Il faut arrêter de toute urgence la machine infernale. Comme à l’été 1914, nous risquons de glisser, tels des somnambules, vers une nouvelle guerre mondiale sur le sol européen. Une guerre mondiale qui pourra cette fois déboucher sur une conflagration nucléaire à laquelle la civilisation ne survivrait pas.

Tâchons de nous extraire un instant du fil des dépêches pour faire le point sur la situation.

Depuis plus d’un mois, le peuple ukrainien résiste seul à l’invasion décidée par M. Poutine. Il reçoit certes une aide militaire et financière conséquente, mais il n’en est pas moins seul à se battre, et seul à subir les crimes de guerre commis par l’armée russe. Jour après jour, des milliers de civils, hommes, femmes et enfants, sont tués ou meurent de faim. Jour après jour, des centaines de milliers de réfugiés continuent à fuir le danger : l’ONU en estime aujourd'hui le nombre à 10, 5 millions.

Depuis plus d’un mois, l’Ukraine mène seule des négociations avec la Russie. De ces négociations, nul n’est témoin. Le monde en est réduit à se contenter de fuites, de on-dit, et des déclarations des participants après chaque session, tantôt optimistes, tantôt amères. Il faut se rendre à l’évidence : ces négociations ressemblent de plus en plus à un jeu de dupes perpétuellement recommencé.

Depuis plus d’un mois, les chancelleries occidentales semblent plongées dans un sommeil de mort. On dirait que les États occidentaux n’ont rien d’autre à offrir à l’Ukraine que des armes et de l’argent, laissant la Turquie et Israël tenter des médiations, avec le succès que l’on sait. Or, à moins d’un putsch, cette guerre ne pourra finir que par la diplomatie.

Cette situation met le monde au bord d’une troisième guerre mondiale.

Comme dans tout conflit, la psychologie des chefs joue un rôle essentiel.

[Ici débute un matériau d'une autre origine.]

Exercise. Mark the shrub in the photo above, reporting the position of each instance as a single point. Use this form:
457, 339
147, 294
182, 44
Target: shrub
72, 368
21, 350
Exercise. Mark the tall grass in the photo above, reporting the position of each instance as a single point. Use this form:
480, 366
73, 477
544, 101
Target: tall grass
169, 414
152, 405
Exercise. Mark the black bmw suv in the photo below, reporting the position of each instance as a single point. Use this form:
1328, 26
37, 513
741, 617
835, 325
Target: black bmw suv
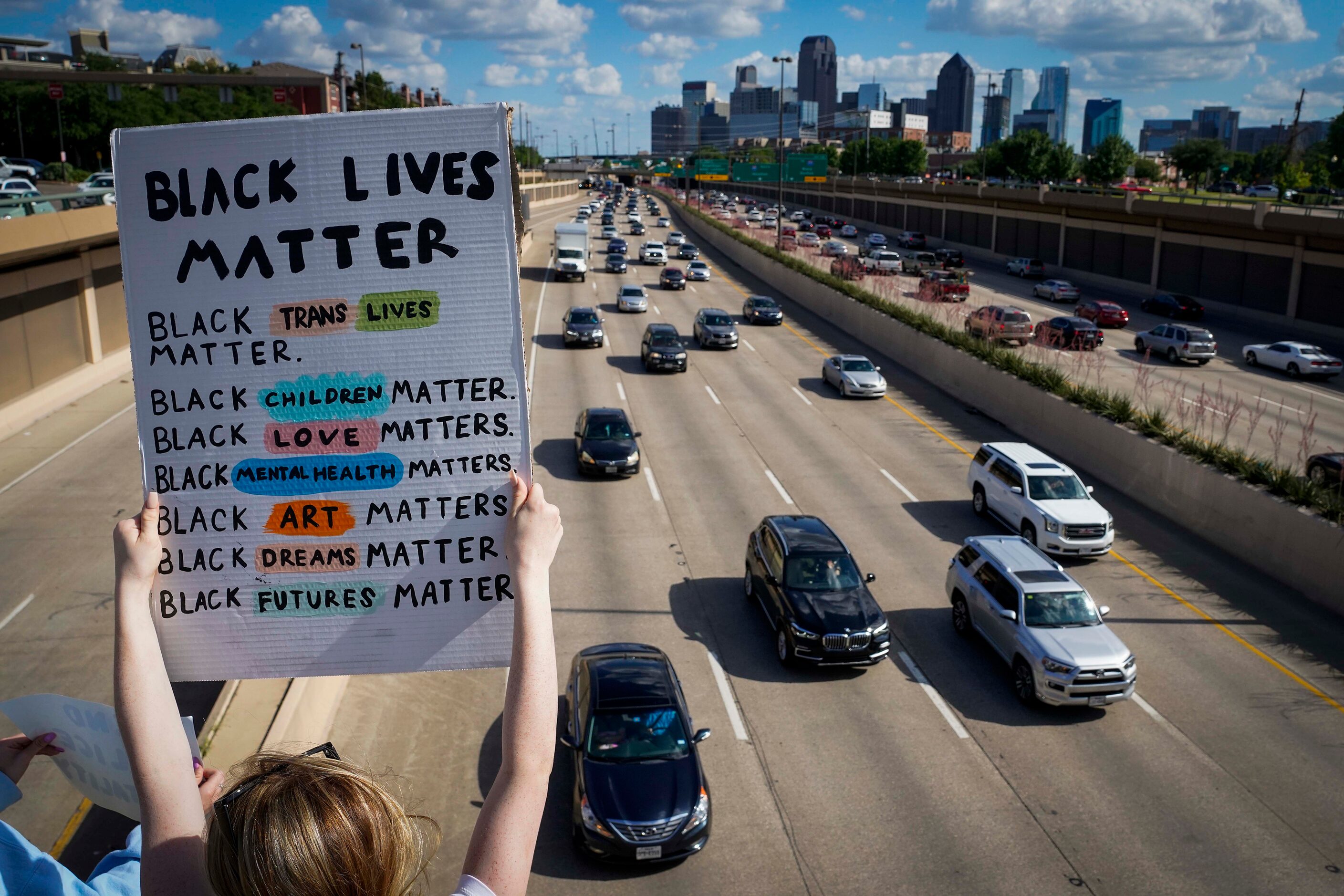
639, 788
807, 583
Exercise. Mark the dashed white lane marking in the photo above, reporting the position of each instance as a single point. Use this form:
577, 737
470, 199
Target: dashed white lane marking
779, 487
10, 615
896, 483
53, 457
654, 485
949, 717
740, 731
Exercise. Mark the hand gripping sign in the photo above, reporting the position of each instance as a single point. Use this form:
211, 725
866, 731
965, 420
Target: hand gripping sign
328, 359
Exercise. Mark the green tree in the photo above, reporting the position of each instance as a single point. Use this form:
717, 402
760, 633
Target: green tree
1197, 157
1109, 162
1147, 170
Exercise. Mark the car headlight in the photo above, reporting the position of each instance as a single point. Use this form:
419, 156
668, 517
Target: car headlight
592, 823
701, 813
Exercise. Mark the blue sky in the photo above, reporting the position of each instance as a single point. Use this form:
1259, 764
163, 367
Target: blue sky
574, 63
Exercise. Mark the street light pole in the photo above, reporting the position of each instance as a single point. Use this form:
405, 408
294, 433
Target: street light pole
779, 199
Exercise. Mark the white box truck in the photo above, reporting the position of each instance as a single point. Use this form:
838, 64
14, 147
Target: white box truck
570, 251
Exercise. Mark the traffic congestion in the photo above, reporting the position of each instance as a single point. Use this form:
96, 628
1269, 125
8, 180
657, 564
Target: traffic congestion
818, 573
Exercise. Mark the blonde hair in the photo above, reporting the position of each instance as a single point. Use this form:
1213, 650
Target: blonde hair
316, 826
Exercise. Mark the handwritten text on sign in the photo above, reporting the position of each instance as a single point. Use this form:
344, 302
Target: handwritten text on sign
327, 347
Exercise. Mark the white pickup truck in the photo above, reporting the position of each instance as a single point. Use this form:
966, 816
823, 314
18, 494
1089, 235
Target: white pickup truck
881, 261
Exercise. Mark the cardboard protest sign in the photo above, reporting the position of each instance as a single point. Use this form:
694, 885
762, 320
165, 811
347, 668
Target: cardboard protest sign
94, 758
328, 359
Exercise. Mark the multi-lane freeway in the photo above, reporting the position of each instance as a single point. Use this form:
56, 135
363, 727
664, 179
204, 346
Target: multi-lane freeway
918, 776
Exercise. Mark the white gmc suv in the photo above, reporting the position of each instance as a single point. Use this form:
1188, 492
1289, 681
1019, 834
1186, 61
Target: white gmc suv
1041, 499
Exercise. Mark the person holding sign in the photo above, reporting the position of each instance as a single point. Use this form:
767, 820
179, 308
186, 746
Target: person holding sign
316, 825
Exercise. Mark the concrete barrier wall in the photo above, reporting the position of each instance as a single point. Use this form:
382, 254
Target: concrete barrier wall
1274, 536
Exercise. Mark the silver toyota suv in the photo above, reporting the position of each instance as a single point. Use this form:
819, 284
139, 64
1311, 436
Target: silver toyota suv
1041, 621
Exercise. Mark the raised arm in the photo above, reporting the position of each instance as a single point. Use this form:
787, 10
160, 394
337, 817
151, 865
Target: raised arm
172, 851
500, 854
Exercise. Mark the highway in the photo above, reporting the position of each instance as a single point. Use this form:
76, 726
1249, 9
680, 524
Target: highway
918, 776
1225, 399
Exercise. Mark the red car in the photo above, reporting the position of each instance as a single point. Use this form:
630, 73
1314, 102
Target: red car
1103, 313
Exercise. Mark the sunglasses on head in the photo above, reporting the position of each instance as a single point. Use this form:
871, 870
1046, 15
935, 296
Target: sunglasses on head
222, 805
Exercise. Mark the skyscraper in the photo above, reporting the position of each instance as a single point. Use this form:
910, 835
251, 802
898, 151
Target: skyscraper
818, 76
1101, 120
956, 104
1015, 88
1053, 94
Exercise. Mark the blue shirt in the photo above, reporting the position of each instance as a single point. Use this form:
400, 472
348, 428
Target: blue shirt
27, 871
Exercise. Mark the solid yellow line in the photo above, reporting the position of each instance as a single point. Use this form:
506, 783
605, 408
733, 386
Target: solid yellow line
72, 826
1236, 637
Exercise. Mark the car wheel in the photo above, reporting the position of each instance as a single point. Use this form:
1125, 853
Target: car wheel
1023, 681
781, 646
960, 615
1029, 532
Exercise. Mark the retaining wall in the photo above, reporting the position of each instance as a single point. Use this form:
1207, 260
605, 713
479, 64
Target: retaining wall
1274, 536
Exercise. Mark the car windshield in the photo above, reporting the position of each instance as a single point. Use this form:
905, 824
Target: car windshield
608, 427
1055, 488
1054, 609
636, 737
827, 573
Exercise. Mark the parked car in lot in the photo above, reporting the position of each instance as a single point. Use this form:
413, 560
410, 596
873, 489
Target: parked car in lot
1027, 266
583, 327
631, 297
605, 444
1178, 343
762, 309
1057, 291
854, 376
662, 348
714, 328
672, 279
1038, 498
1041, 621
1295, 359
1070, 332
1000, 323
640, 793
812, 594
1327, 469
1103, 313
1174, 305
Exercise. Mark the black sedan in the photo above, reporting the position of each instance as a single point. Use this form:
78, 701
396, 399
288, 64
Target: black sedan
640, 793
762, 309
604, 442
812, 594
1070, 332
1174, 305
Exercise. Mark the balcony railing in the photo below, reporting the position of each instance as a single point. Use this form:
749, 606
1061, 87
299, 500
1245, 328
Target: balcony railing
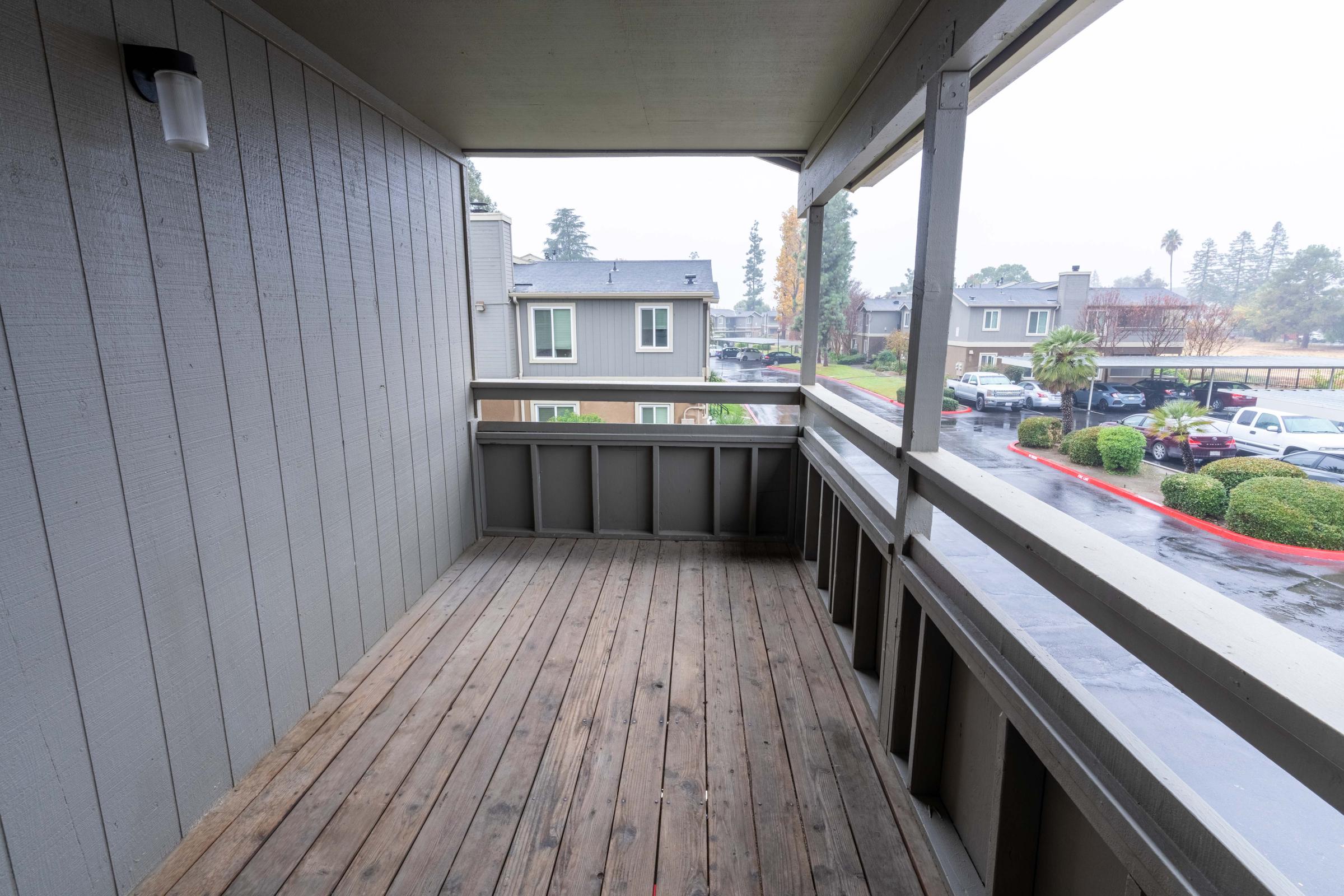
1012, 772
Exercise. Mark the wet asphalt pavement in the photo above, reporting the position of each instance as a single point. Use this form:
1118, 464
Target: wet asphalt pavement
1291, 825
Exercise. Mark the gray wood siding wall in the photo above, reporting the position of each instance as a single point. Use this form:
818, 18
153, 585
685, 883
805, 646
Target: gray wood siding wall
233, 421
492, 277
605, 336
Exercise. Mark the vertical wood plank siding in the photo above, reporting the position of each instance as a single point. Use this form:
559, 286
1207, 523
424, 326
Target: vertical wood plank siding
233, 421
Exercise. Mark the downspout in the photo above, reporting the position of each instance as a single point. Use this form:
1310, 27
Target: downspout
518, 351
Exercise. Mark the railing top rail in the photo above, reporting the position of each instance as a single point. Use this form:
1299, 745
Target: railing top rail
1280, 691
690, 391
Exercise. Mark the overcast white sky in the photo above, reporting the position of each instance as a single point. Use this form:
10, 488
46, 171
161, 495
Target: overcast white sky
1208, 116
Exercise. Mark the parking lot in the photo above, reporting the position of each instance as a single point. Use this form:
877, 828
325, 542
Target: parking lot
1305, 595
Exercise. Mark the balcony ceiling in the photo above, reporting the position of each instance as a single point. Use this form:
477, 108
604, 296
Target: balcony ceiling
603, 74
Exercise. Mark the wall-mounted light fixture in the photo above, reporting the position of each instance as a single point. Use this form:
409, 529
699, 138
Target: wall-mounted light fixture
169, 77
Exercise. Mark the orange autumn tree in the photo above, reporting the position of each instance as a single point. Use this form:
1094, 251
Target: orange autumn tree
788, 272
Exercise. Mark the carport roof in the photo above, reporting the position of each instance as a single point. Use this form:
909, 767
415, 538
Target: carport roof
1194, 362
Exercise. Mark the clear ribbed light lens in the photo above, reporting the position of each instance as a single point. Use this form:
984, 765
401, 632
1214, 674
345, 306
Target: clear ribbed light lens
182, 106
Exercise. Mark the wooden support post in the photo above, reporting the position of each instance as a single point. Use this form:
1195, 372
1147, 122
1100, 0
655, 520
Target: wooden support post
932, 298
933, 679
814, 517
825, 538
1015, 809
869, 605
844, 567
812, 297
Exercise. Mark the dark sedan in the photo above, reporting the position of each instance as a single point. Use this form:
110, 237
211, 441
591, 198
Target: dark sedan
1207, 444
1158, 391
1225, 394
1323, 466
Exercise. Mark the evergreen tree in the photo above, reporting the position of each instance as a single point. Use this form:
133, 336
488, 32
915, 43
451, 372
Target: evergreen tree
1202, 282
1305, 295
838, 250
1002, 274
569, 240
1273, 253
754, 278
1238, 268
474, 183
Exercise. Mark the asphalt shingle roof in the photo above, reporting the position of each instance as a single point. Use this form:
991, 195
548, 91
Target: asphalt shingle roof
590, 277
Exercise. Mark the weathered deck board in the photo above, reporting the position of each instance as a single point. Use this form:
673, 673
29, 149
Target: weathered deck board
549, 720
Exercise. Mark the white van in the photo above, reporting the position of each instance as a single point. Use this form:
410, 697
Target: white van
1275, 433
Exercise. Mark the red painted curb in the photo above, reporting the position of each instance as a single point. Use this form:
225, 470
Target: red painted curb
1316, 554
834, 379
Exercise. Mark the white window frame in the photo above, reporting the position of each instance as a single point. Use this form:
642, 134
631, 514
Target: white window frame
639, 329
640, 406
556, 406
575, 334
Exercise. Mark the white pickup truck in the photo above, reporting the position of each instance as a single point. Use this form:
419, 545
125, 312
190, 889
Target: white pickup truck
988, 390
1275, 433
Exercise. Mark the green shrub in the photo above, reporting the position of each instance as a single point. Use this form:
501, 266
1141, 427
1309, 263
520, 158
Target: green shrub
1039, 432
569, 417
1121, 449
1234, 470
1194, 493
1289, 511
1082, 448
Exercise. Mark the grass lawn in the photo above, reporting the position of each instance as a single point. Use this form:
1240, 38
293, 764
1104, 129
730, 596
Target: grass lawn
871, 381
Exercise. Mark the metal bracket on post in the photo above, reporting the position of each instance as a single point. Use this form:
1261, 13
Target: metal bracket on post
812, 297
935, 277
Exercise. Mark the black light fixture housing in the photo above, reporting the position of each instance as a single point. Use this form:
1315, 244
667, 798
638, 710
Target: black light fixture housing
167, 77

On sait combien celle de M. Poutine a nourri les spéculations ces derniers mois. Je ne pense pas qu’il soit « fou ». Sa décision d’envahir l’Ukraine correspond à un raisonnement qu’on peut défendre, en adoptant son point de vue, comme rationnel. Ce raisonnement s’est simplement avéré faux, étant basé sur des prémisses fausses.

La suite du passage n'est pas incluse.